Iris Kelly Doesn't Date (Bright Falls, #3)(68)
“What?” Adri said, leaping up from where she was sitting in the front row. “Where?”
“Hi, you two,” Thayer said, waving.
Ren jumped off the stage, all but hurling themself up the aisle, followed closely by Adri.
“Think about it,” Thayer said one more time, squeezing Stevie’s arm before Ren and Adri reached them.
The three of them immediately fell into catching up, Adri telling Thayer about the fundraiser dinner that will go along with the play, both Ren and Adri losing their minds when Thayer mentioned Shakespeare in the Park.
“I’ve just asked Stevie here to come work for me in New York,” Thayer said.
Stevie closed her eyes for a split second while the news landed.
“Holy. Shit,” Ren said, turning to her. “Yes. She’ll do it.”
“Ren,” Stevie said.
“You’re seriously considering not? Stevie.”
“I don’t know,” Stevie said, panic rising in her chest. She glanced at Adri, who just stared at her, her red mouth open in a tiny circle.
“Stefania Francesca Scott,” Ren said, folding their arms. Colorful scarves and swaths of fabric fluttered with the motion. “I swear to god.”
“Leave her alone, Ren,” Adri said.
Ren’s eyes narrowed. “For real, Adri? You’re that desperate to keep her under your thumb that you’d talk her out of—”
“I’m not talking her out of anything,” Adri said. “I just said—”
“We know what you said,” Ren said, “and I—”
“Shut up, both of you,” Stevie said. Tears filled her eyes—embarrassment that her friends were having this conversation in front of their professor, shame that she couldn’t just say yes like she knew she should. But that’s what Ren never got—Stevie could always say yes to everyone, anything. It was always the easier path.
Except this one.
This yes came with consequences, a whole slew of actions and decisions that made Stevie feel like she was drowning.
And Adri . . . Stevie couldn’t even look at her.
“Stevie,” Ren said, “I’m just trying to help.”
“Well, you’re not,” she said, tears spilling over.
“Okay, let’s take a breath,” Thayer said, who was well versed with Stevie’s anxiety. Still, Stevie highly doubted the idea of an actor losing their shit over nothing on the Delacorte stage was appealing.
“I’m sorry, Dr. Calloway,” Stevie said, then turned away, shoving open the doors that led into the lobby. She didn’t slow down until she was outside, the late June sun too bright and strong, too sure.
She dropped the folder near the door and tried to breathe, but it felt like working to shove a ship down a drain. She heard her lungs rasping, passersby looking at her funny as they went on with their day. She waved off their concerned looks, retreated under the Empress’s awning.
Breathe.
Fucking breathe.
Stevie closed her eyes, inhaled, but shit, she was spiraling. Full-on spiraling. She thought about calling for Ren, who knew how to help, but the idea just made the panic surge even more, because why the hell should Stevie be panicking this much about her friends pushing her into a once-in-a-lifetime opportunity?

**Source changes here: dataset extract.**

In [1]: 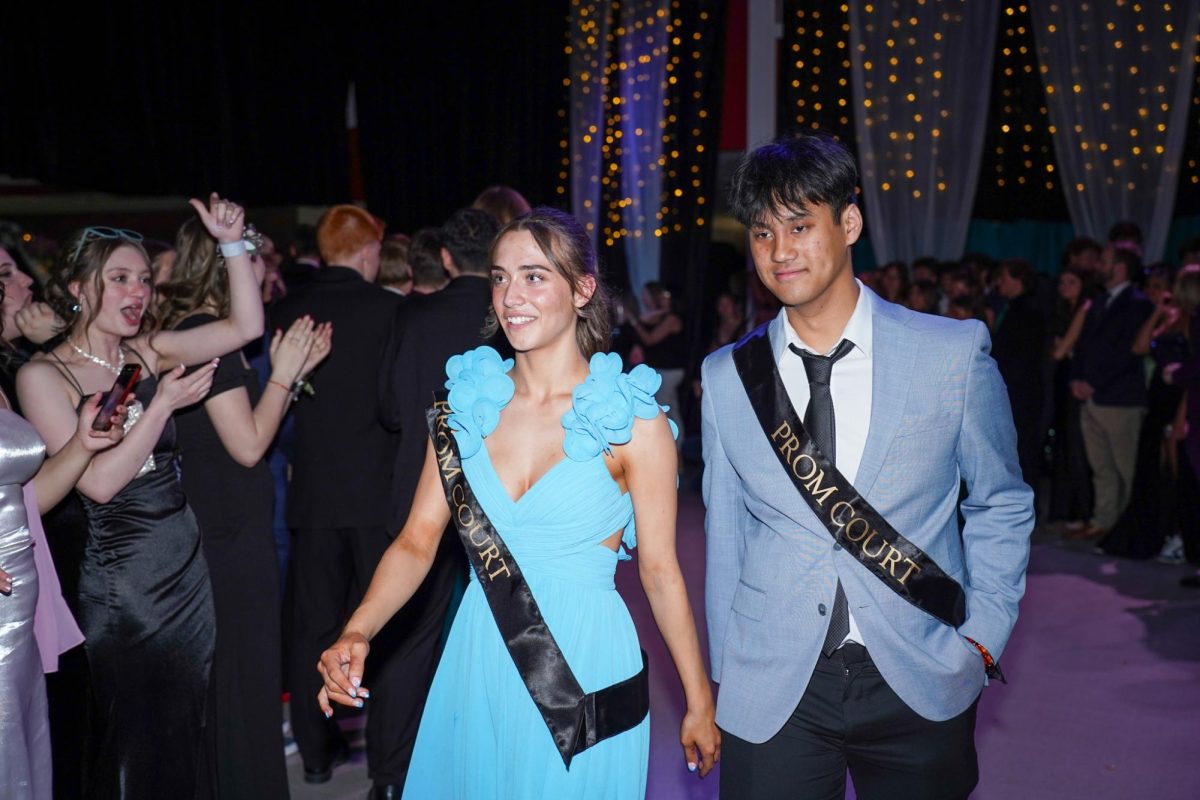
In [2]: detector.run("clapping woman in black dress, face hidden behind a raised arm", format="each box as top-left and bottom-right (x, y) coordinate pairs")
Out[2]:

Or not pushing, as the case may be.
But it wasn’t that—it wasn’t even Ren’s insistence or Adri’s clear reticence. It was how they spoke over her, as though she couldn’t be trusted to do anything on her own.
And fuck, the idea of New York scared her so much, maybe she couldn’t.
“Stevie?”
Iris’s voice.
“Shit,” Stevie managed to croak. She didn’t want Iris to see her like this. She didn’t want—
“Oh,” Iris said as Stevie slumped against the Empress’s facade. “Oh shit, okay. Um.”
Stevie tried to wave a hand, communicate that she was fine, but she wasn’t sure she was. Iris had done so much for her already, she didn’t want Iris to regret it.
The thought was quick and cold, like ice flash-freezing over a lake.
She didn’t want Iris to regret her. When this was all said and done, when they’d fake broken up, and Iris walked out of her life, Stevie didn’t want . . . she didn’t want Iris to—
“Look at me.”
Iris.
Right in front of Stevie, so close, Stevie could see little gold flecks in her green eyes. Her hands were on Stevie’s face, cupping her cheeks, eyes locked on hers.
“Look at me,” she said again. “Focus on my freckles. You see them?”
Stevie managed a nod. She sounded like an asthmatic hippo right now, her breathing tight and raspy.
“Count them,” Iris said. “Count my freckles. Start with that one under my left eye.”
Stevie tried to swallow, tried to focus on the dots on Iris’s face. She locked in on the freckle Iris was talking about and felt her attention snap in place. She recognized that freckle. “It’s . . . it’s blue.”
Iris smiled. “Good. Do I have any other blue freckles?”
Stevie’s eyes roamed Iris’s face, searching. There were freckles in all shades of brown, from tan to dark espresso. They spilled over her nose, cheeks, over her eyelids and even dotted her lips.